Potentiallay: we have not only possible placements of candidates - but also possible participations in a constraint ... which may or may not have interaction with the 'clear' constraints.

[Smythe Dakota]

A vanilla sudoku has 27 constraints -- 9 each for rows, columns, and boxes. This opposites business adds just 1 more constraint.

You could, instead, add 9 new constraints, by doing the same for each digit, not just 1.

You could also add 18 more, by using horizontal and vertical opposites as well as 180-degree rotational opposites.

Then you'd be up to 27, allowing all 27 of the original constraints to be dropped.

Would this make a feasible puzzle? Apparently not, because then each digit would have to appear in r5c5.

But maybe there could be some kind of variation on this idea ...

Bill Smythe

[HATMAN]

I've got a solution based on opposites with one nine opposites group and two more with a set of eight opposites. so the 5's have a 45 group the 9's have a 36 group and the 1's have a 44 group. You can probably find a solution with another 8 group but I doubt that you can fit two more in.

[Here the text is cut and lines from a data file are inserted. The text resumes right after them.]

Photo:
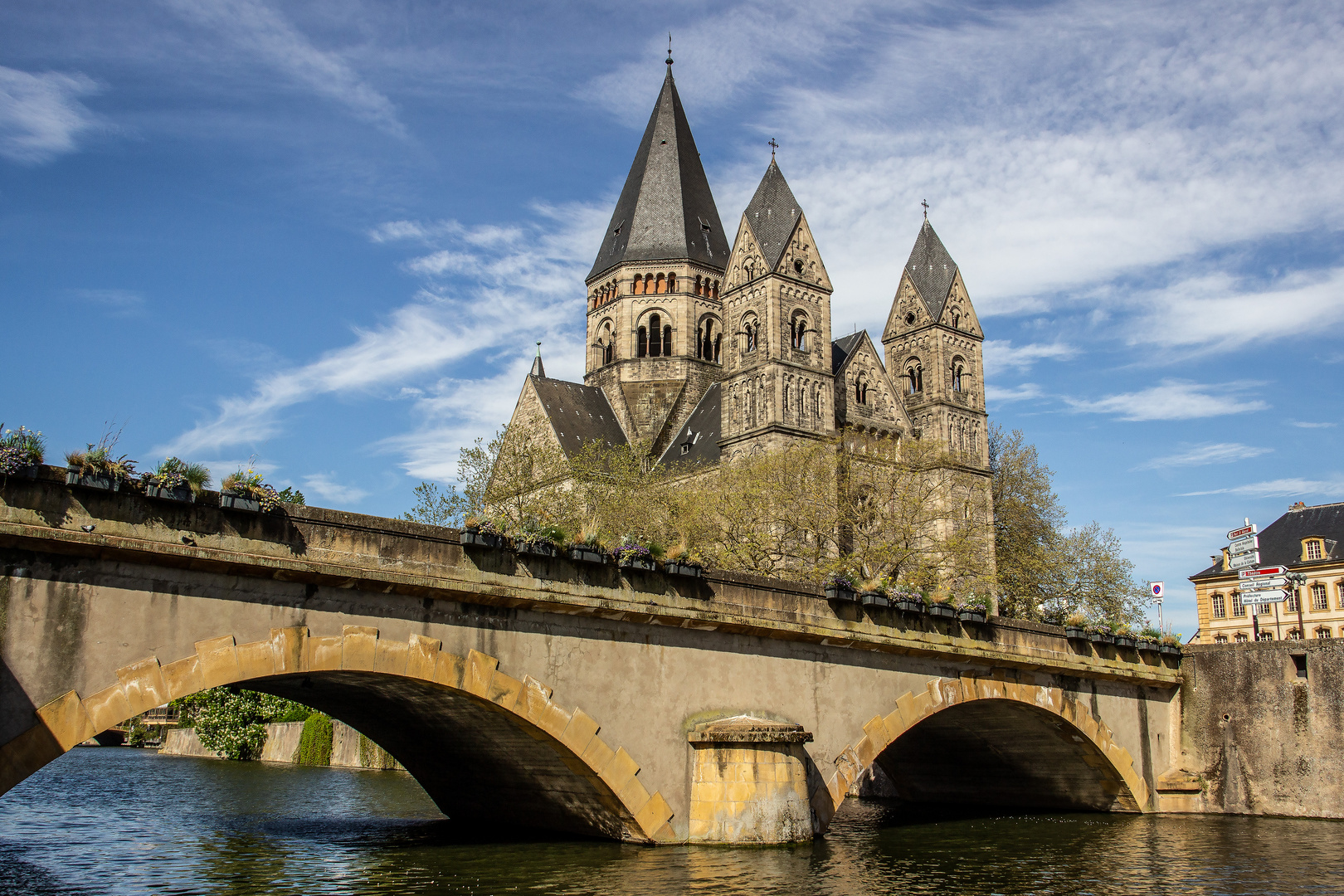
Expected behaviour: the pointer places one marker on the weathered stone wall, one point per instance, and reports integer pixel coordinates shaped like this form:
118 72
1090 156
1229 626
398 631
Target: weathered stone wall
1259 737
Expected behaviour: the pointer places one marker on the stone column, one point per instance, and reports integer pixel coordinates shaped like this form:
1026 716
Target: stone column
749 782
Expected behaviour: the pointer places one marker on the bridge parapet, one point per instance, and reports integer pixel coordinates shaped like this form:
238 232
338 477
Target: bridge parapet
368 553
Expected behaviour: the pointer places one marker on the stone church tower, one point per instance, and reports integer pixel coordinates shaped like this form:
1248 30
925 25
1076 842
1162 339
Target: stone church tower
655 329
778 384
933 349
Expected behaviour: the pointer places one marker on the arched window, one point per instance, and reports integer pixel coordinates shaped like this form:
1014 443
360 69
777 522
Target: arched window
655 336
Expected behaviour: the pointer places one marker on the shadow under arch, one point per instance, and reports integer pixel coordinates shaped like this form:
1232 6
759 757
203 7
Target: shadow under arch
485 746
992 743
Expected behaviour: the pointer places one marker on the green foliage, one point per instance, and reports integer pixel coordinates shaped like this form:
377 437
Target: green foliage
231 722
314 744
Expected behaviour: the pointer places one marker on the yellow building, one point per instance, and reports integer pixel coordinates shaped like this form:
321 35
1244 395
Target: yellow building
1307 540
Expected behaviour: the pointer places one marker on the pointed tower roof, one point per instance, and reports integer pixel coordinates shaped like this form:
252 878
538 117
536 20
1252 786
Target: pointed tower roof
665 207
932 269
772 214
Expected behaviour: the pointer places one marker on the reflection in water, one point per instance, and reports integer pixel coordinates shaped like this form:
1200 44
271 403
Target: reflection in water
128 821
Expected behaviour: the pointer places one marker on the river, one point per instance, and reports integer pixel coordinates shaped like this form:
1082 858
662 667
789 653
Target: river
129 821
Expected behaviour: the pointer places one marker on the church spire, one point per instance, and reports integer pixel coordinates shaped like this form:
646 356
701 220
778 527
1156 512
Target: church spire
665 210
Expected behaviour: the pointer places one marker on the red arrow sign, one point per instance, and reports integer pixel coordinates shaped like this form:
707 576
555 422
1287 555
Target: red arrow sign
1262 572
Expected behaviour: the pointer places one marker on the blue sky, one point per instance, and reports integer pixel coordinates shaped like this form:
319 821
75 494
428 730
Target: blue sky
329 236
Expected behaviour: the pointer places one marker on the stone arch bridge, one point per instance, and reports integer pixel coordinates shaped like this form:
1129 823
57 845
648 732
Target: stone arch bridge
543 692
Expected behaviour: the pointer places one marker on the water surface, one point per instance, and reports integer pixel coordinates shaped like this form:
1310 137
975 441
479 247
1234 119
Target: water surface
129 821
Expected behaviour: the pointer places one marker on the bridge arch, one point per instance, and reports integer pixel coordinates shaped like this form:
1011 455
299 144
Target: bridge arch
485 737
993 724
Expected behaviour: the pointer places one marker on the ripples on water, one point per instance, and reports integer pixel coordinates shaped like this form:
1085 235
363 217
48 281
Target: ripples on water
129 821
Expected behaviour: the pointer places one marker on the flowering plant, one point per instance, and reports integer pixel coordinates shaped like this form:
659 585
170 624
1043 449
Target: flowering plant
839 579
173 473
251 485
19 449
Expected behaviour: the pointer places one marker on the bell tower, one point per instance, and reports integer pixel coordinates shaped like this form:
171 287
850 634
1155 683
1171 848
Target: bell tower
933 351
777 379
655 325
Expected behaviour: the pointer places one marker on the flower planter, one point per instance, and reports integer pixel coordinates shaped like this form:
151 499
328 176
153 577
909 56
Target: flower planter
240 503
582 553
97 481
480 539
639 563
839 592
182 494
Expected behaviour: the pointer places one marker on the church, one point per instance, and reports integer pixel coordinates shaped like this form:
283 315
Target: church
704 353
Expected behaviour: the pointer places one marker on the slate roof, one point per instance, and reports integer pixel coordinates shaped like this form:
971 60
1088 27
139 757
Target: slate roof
578 412
699 437
665 210
772 214
1281 540
843 348
932 269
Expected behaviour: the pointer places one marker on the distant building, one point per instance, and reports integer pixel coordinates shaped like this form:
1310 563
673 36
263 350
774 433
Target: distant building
1307 540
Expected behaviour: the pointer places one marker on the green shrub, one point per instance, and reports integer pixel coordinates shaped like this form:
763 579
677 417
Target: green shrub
314 744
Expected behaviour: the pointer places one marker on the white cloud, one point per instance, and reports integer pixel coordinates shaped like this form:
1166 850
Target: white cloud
1332 488
269 37
325 486
1001 355
1205 455
41 116
1175 401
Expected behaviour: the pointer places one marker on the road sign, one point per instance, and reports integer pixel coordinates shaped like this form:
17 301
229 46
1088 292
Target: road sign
1264 572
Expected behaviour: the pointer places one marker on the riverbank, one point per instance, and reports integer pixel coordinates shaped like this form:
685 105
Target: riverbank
348 747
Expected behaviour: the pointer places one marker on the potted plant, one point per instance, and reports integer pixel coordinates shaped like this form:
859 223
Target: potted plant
589 547
873 592
481 533
973 609
839 586
22 451
632 555
175 480
942 607
541 542
95 468
1099 633
1075 626
245 490
680 561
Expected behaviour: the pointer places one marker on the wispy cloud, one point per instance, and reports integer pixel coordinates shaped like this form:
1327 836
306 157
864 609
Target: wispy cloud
119 303
1205 455
269 37
1175 401
1332 488
41 116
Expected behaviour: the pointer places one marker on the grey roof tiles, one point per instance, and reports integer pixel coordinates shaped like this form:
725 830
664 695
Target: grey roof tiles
932 269
773 212
665 210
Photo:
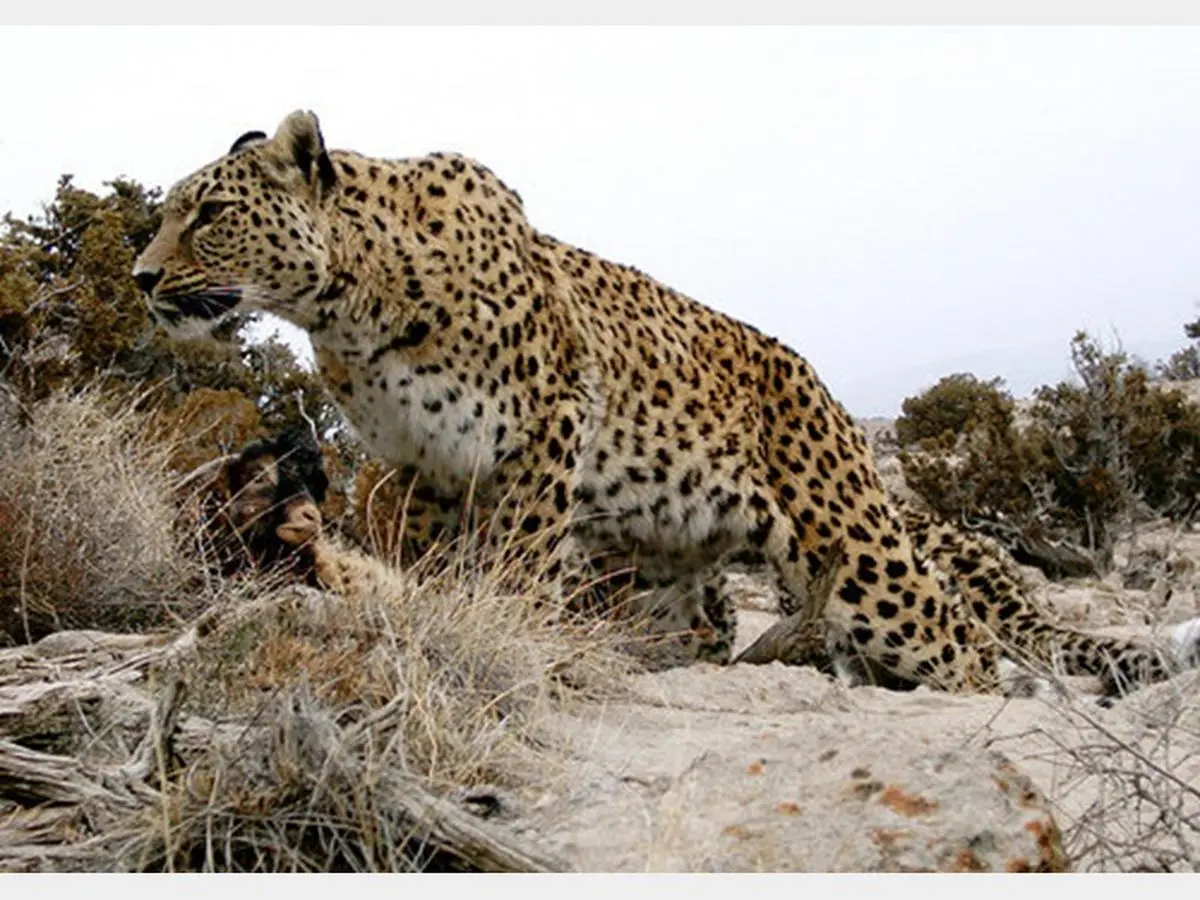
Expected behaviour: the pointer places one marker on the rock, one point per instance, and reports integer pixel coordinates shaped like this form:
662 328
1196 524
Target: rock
771 768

Now all I've got to do is create an interesting puzzle.

[evert]

I suppose you mean that - for example - the opposite cells of 5 contain each of the numbers 1-4&6-8 only once?
Or else what do you mean by "the 5's have a 45 group the 9's have a 36 group"?

[udosuk]

evert I think what Maurice meant was this:

I've got a solution based on opposites with one "nine opposites group" and two more with a set of "eight opposites", so the 5's have a 45 group, the 9's have a 36 group, and the 1's have a 44 group...

All nine of the 5-cells in the solution grid are opposite to nine different digits - one each from 1 to 9. Of course the one opposite to a 5 must be in r5c5.

Eight of the nine of the 9-cells in the solution grid are opposite to eight different digits - one each from 1 to 8. The remaining 9-cell must also be opposite to one of these eight digits but we don't know which or where. We can't have two 9s opposite to each other as it will leave us only seven 9s to map to 1..8.

Eight of the nine of the 1-cells in the solution grid are opposite to eight different digits - one each from 2 to 9. The remaining 1-cell must also be opposite to one of these eight digits but we don't know which or where. We can't have two 1s opposite to each other as it will leave us only seven 1s to map to 2..9.

[evert]

In that case there will be a digit which occurs twice in one of the cells opposite to a 1-cell.
Also there will be a digit which occurs twice in one of the cells opposite to a 9-cell.

[udosuk]

In that case there will be a digit which occurs twice in one of the cells opposite to a 1-cell.
Also there will be a digit which occurs twice in one of the cells opposite to a 9-cell.

Yep that's what I think. Perhaps Maurice has other elaborations.

[HATMAN]

Twice and only twice i.e not tripletets or two pairs.

I'm still getting nowhere with even the structural puzzle design - perhaps carefully chosen jigsaws? (not nine of them of course).

[dyitto]

I've made some puzzles that should be a little bit more advanced with the opposites-group:

Code: Select all

.73|1..|..4
5..|..9|.1.
.4.|...|...
---+---+---
..2|..7|1.8
...|...|...
.16|..2|9..
---+---+---
.3.|...|2..
..7|...|..5
9..|...|...

...|...|.1.
...|...|...
...|.7.|39.
---+---+---
...|9.5|6..
.5.|2.3|...
29.|...|..1
---+---+---
...|14.|.8.
..6|..9|...
..1|..6|...

...|...|3..
...|269|...
..6|..5|.9.
---+---+---
9..|...|7.1
..8|.1.|...
...|.2.|...
---+---+---
1..|3..|85.
...|1..|...
.8.|.4.|.3.


Also, I've made one that should be much more difficult then the ones above:

Code: Select all

...|1..|6..
.3.|2.8|...
.9.|.5.|...
---+---+---
1.3|...|..9
6..|...|8..
...|.8.|...
---+---+---
..2|.7.|...
...|..4|...
3.9|.6.|..1


I'm not sure if any guessing is needed here, I didn't try it myself yet.

[dyitto]

And another one:

Code: Select all

6..|5..|...
.8.|4..|...
.9.|6..|...
---+---+---
1..|8..|5.3
...|..5|..2
...|...|...
---+---+---
..3|.6.|..7
..6|...|8..
...|...|15.


My solver needs 3 guessings but maybe a human player can come up with better ideas.